|Title:||A Practical Guide to Feature-Driven Development|
|Authors:||Stephen R. Palmer, John Mac Felsing|
Feature-Driven Development (FDD) is Jeff De Luca's pragmatic, agile approach to developing software. It combines key advantages of other agile approaches with model-centric techniques and fluid team organisation. This means that FDD easily scales to much larger teams and projects than generally recommended for other agile approaches. FDD is also characterised by an emphasis on quality throughout the process, and timely, accurate, meaningful status reporting and progress tracking for all levels of leadership. It also happens to be one of the most satisfying ways of working in a software development team that I have experienced.

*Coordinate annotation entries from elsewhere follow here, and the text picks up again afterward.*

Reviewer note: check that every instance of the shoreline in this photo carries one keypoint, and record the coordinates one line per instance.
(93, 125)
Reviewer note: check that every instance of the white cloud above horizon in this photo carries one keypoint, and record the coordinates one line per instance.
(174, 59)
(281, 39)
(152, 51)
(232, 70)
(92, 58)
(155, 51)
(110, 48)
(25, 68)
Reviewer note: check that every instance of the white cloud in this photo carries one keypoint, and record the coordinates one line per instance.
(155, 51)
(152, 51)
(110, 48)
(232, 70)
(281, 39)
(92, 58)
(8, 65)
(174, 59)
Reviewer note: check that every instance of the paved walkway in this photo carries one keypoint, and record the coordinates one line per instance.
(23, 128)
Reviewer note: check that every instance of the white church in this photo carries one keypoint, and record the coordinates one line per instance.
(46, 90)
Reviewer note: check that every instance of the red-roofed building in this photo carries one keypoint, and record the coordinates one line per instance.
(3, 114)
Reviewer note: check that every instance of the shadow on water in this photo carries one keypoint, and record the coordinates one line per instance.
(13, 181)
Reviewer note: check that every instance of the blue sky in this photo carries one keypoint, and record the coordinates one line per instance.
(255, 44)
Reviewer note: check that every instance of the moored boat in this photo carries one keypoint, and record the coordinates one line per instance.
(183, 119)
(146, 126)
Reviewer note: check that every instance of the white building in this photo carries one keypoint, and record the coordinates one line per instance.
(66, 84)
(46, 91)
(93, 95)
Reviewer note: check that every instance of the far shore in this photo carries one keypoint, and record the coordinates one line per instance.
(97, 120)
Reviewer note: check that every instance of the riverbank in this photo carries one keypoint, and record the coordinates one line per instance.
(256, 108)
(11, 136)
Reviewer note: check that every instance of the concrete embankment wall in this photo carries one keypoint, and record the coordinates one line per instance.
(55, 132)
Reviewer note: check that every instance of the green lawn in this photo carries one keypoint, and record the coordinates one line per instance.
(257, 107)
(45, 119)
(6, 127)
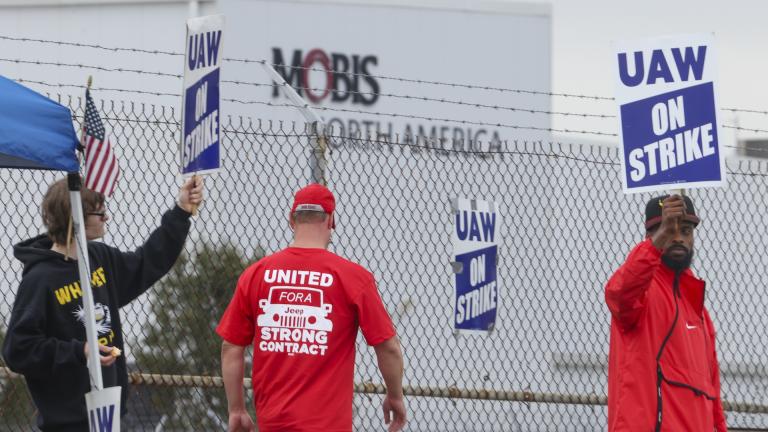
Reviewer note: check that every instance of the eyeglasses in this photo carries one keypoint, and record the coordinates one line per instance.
(101, 214)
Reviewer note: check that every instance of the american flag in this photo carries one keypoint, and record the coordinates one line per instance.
(101, 169)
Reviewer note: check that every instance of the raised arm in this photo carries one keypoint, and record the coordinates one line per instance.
(151, 261)
(625, 293)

In the spring of 2001, Peter Coad asked Mac Felsing and myself to write a book about Feature-Driven Development for his new Coad Series published by Prentice Hall.
The book was published in 2002, translated into Chinese, Japanese, and Russian, and is still the only book solely about using FDD. It would have been far, far better if Jeff De Luca had written it but he has always been too busy on other projects. Therefore, with Mac's help, I had a crack at writing up my understanding and experiences of FDD at that point in time.
You can ask questions about and discuss FDD at Jeff De Luca's FDD Community website.Jeff's company, Nebulon, also provide workshops, mentoring and certification in FDD .
Table of Contents:
- Chapter 1: Process Pride
- Chapter 2: Projects and People
- Chapter 3: Practices
- Chapter 4: Processes
- Chapter 5: Progress
- Chapter 6: Packages
- Chapters 7-11: Five Processes in Practice
- Chapter 12: Technical Architecture
- Chapter 13: Testing
- Chapter 14: Other Surroundings
- Chapter 15: All Change
The introduction describes the origins of the Feature-Driven Development process and introduces the key people involved with its beginnings. Read more on this...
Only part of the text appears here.